De février à mars dernier, j’ai pu, avec mon complice Paolo Pellegrin, interviewer des dizaines de familles irakiennes réfugiées en Jordanie ou en Syrie. Nous voulions évidemment en savoir plus sur les circonstances de leur départ, mais nous cherchions également des réponses à cette question essentielle : «Et maintenant?» Car c'est un axiome cruel de l’histoire de l’Humanité qui veut que ce soient ceux qui détiennent les ressources et/ou le savoir-faire nécessaire pour reconstruire un pays en convalescence qui sont les premiers à fuir en cas de guerre civile. La guerre finie, ces Irakiens en attente, à Amman et à Damas, reviendront-ils sur leur terre d’origine pour insuffler un nouveau départ?

Les réponses que nous avons recueillies ne sont guère encourageantes. D’aucuns, dans leur refuge, vivotent, dans un constant état de choc, tant ils ont été traumatisés par ce qu’ils ont enduré en Irak. Il est inconcevable pour eux de retourner là où ils ont vu se dérouler tant d’horreurs. Certains ont vu le fruit de toute leur vie réduit à néant. D’autres les milices décimer leur communauté ethnique ou religieuse. Pour ceux-là, rien ne pourra motiver leur retour en Irak, puisqu’il ne leur y reste absolument rien. Tous ceux à qui nous avons parlé, même parmi la minorité de réfugiés qui espère un jour pouvoir rentrer en Irak, s’accordent sur une chose : leur retour est impossible tant que le gouvernement irakien actuel reste au pouvoir.
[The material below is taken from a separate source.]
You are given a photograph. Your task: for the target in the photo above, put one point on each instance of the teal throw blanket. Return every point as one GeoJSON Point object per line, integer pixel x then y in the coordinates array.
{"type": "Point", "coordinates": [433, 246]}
Sans cesse nous avons entendu dire que l’institutionnalisation des divisions sectaires en Irak, qui rendent illusoire toute tentative de réconciliation nationale, était le fait du gouvernement Maliki. Or Maliki bénéficie du soutien des Etats-Unis. Vers qui donc se tourner ?

Réponse : vers n'importe quel pays qui acceptera de les accueillir. Rares, cependant, sont les réfugiés pour qui cette solution devient réalité. Quelques pays, notamment la Suède et l’Australie, ont octroyé le droit d’asile à un nombre non négligeable d’Irakiens. Il n’en reste pas moins que, dans les pays occidentaux, le nombre de demandes d’asile dépasse de très loin celui des droits effectivement octroyés. Le cas le plus effarant est probablement celui des Etats-Unis. Depuis 2007, le pays a donné asile à 756 Irakiens seulement. Cédant sous la forte pression internationale, les Etats-Unis ont fixé la cible à 12 000 pour l’année 2008. Mais, au rythme actuel, ils n’en atteindront que la moitié. Une première explication, certes cynique mais partagée par de nombreux réfugiés irakiens, est tout simplement que le gouvernement américain n’a que faire de leur situation. Selon une autre explication, peut être légèrement moins désabusée mais plus probable que la précédente, est que l’Administration Bush ne peut octroyer le statut de réfugié à un grand nombre d’Irakiens sans se mettre en porte-à-faux vis-à-vis de sa rhétorique actuelle, selon laquelle l’Irak est en pleine reconstruction et la crise des réfugiés n’est guère plus qu’un problème temporaire qui se résoudra de lui-même dès lors que la situation en Irak « continuera à s’améliorer ». D’ici là, une majorité écrasante de réfugiés irakiens resteront là où ils se trouvent aujourd’hui, dans l’insalubrité de leurs logements de fortune en Jordanie ou en Syrie, à vivre dans l’absence totale de perspectives d’avenir, partageant ainsi la condition de tous les réfugiés du monde.

« Ce que les Américains ont créé en Irak, c’est une nouvelle Palestine», me confiait un Irakien en Syrie, en référence à la crise des réfugiés palestiniens lors de la création de l'Etat d’Israël en 1948. L’idée a de quoi inquiéter. Depuis soixante ans déjà, le monde essaie de trouver une issue face aux conséquences sanglantes de la diaspora palestinienne. Il semblerait qu’il en faudra au moins autant pour remédier à celles de la diaspora irakienne.